22Par rapport aux zones étudiées, il existe une croissance démographique de 0,20 % par an en Uruguay, 0,49 % par an dans le Rio Grande do Sul, 0,71 % par an dans la province argentine de Corrientes, 0,72 % par an dans celle d’Entre Rios et 1,47 % par an dans celle de Misiones. Le Rio Grande do Sul est l’État brésilien qui a présenté le plus faible taux de croissance économique pendant la période étudiée. Il est plus élevé qu’en Uruguay mais plus bas que dans les provinces argentines. L’analyse du Niveau III apparaît dans la Figure 8 :
Figure 8 – Taux moyen annuel de croissance démographique dans les COREDE et les départements argentins et uruguayens – Zones comparables Niveau III
23La Figure 8 identifie plus en détail ce noyau de faible croissance démographique entre le nord du Rio Grande do Sul et l’intérieur des terres en Uruguay, avec des valeurs négatives de croissance dans les périodes considérées. En Uruguay, seuls six départements ont enregistré un taux moyen annuel positif pendant la période 2004-2011 : Maldonado (2,19 % par an), Canelones (0,96 % par an), San José (0,68 % par an), Colonia (0,68 % par an), Rio Negro (0,20 % par an) et Salto (0,20 % par an). À l’exception des deux derniers, tous se situent à proximité de la capitale Montevideo, la région qui concentre plus de la moitié de la population uruguayenne. Les treize autres départements ont vu le nombre de population absolue baisser, avec des taux variant de -0,01 % par an à Paysandu à - 0,85 % par an à Artigas.
24Si l’on fait abstraction des spécificités de chaque processus, l’analyse des données montre que les dynamiques démographiques qui définissent le côté brésilien présentent des similitudes avec celles observées des côtés argentin et uruguayen. Certes, il existe des différences de structure économique entre les côtés de la frontière. Mais tous enregistrent une faible densité démographique et un manque de dynamisme économique. Ces caractéristiques – en particulier aux frontières brésilienne et uruguayenne – sont renforcées par la combinaison d’éléments tels que le vieillissement de la population, une forte émigration et une faible fécondité.

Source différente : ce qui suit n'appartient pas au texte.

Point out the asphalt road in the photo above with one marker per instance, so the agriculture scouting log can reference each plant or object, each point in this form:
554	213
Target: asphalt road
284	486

25Du côté argentin, la province de Misiones ne rentre pas dans cette catégorie. Dans les départements comme San Pedro et Manoel Belgrano, la croissance est historiquement associée à la migration de Brésiliens en quête de nouvelles frontières agricoles. Mais au sud de cette province, la croissance est liée à la politique démographique instaurée par le gouvernement argentin à partir des années 1980.
26En Uruguay, un mouvement populationnel peut être observé dans le nord-sud, en direction des départements proches de Montevideo. Ce mouvement semble issu de facteurs similaires à ceux observés à la frontière sud du Rio Grande do Sul, à savoir la prédominance économique de l’agriculture et de l’élevage de propriétés agricoles moyennes et grandes, une lente incorporation de la technologie et un faible développement industriel. Cependant, des études plus approfondies sur les similitudes entre les structures économique de la région frontalière entre le Brésil et l’Uruguay sont encore nécessaires.
27Dans l’État du Rio Grande do Sul, la principale migration de la population se situe dans le sens ouest-est, au départ de la région de la frontière. Au sud, la structure économique supra citée contribue à ces migrations de la population. À la frontière avec l’Argentine, et en particulier au nord-ouest, la structure agricole et d’élevage qui prédomine est celle des petites et moyennes propriétés agricoles – un scénario qui ne semble pas davantage inciter la population à se fixer. Ce nonobstant, la région de Santa Rosa présente une industrie de machines et équipements agricoles très dynamique.